Instability in Stable Marriage Problem: Matching Unequally Numbered Men and Women

1Faculty of Computer and Software Engineering, Huaiyin Institute of Technology, Huaian 233003, China
2Department of Physics, University of Fribourg, Fribourg 1700, Switzerland
3Fintech Research Institute, Shanghai University of Finance and Economics, Shanghai 200433, China

Correspondence should be addressed to Rui-Jie Wu; hc.rfinu@uw.eijiur

Received 12 June 2018; Accepted 8 August 2018; Published 5 September 2018

Academic Editor: Claudio Tessone

Copyright © 2018 Gui-Yuan Shi et al. This is an open access article distributed under the Creative Commons Attribution License, which permits unrestricted use, distribution, and reproduction in any medium, provided the original work is properly cited.


The goal of the stable marriage problem is to match by pair two sets composed by the same number of elements. Due to its widespread applications in the real world, especially the unique importance to the centralized matchmaker, a very large number of questions have been extensively studied in this field. This article considers a generalized form of the stable marriage problem, where different numbers of men and women need to be matched pairwise and the emergence of single men or women is inevitable. Theoretical analysis and numerical simulations confirm that even a small deviation on the number of men and women from the equality condition can have a large impact on the matching solution of the Gale-Shapley algorithm. These results provide insights to many of the real-world applications when matching two sides with an unequal number.

1. Introduction

The stable marriage problem (SMP) consists in matching men and women by pairs. By extension, this problem can consist in the matching of two groups composed of different elements.
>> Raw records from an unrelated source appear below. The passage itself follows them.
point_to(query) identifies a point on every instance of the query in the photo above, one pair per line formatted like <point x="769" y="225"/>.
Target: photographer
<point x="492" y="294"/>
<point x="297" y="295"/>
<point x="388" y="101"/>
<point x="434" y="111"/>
For instance, there are extensive applications in college admissions [1], labor markets [2], and many other social systems [3]. The recent advances in Internet technology have introduced the SMP into new applications: assigning a large number of users to internet server [4], matching peers in a P2P network according to preference [5], the resource allocation in 5G networks [6], or the matching mechanism of real-world dating website [7].

Many researchers studied the algorithms and properties on this fascinating and practical problem. The study of the SMP started in 1962 with the Gale-Shapley (G-S) algorithm [1]. This algorithm matches men and women with the guarantee that there is always a stable match for an equal number of men and women [8]. In 2012, the Nobel Prize in Economics was awarded to Lloyd S. Shapley and Alvin E. Roth for “the theory of stable allocations and the practice of market design.” In this algorithm, each man ranks women separately, from his favorite to his least favorite. Then, each man who is still single issues a proposal to the highest woman in his list who has not rejected him yet. The woman then decides to accept or reject him, by retaining only the man who is the most desirable to her. This solution is proved to be one of the stable men-optimal solutions.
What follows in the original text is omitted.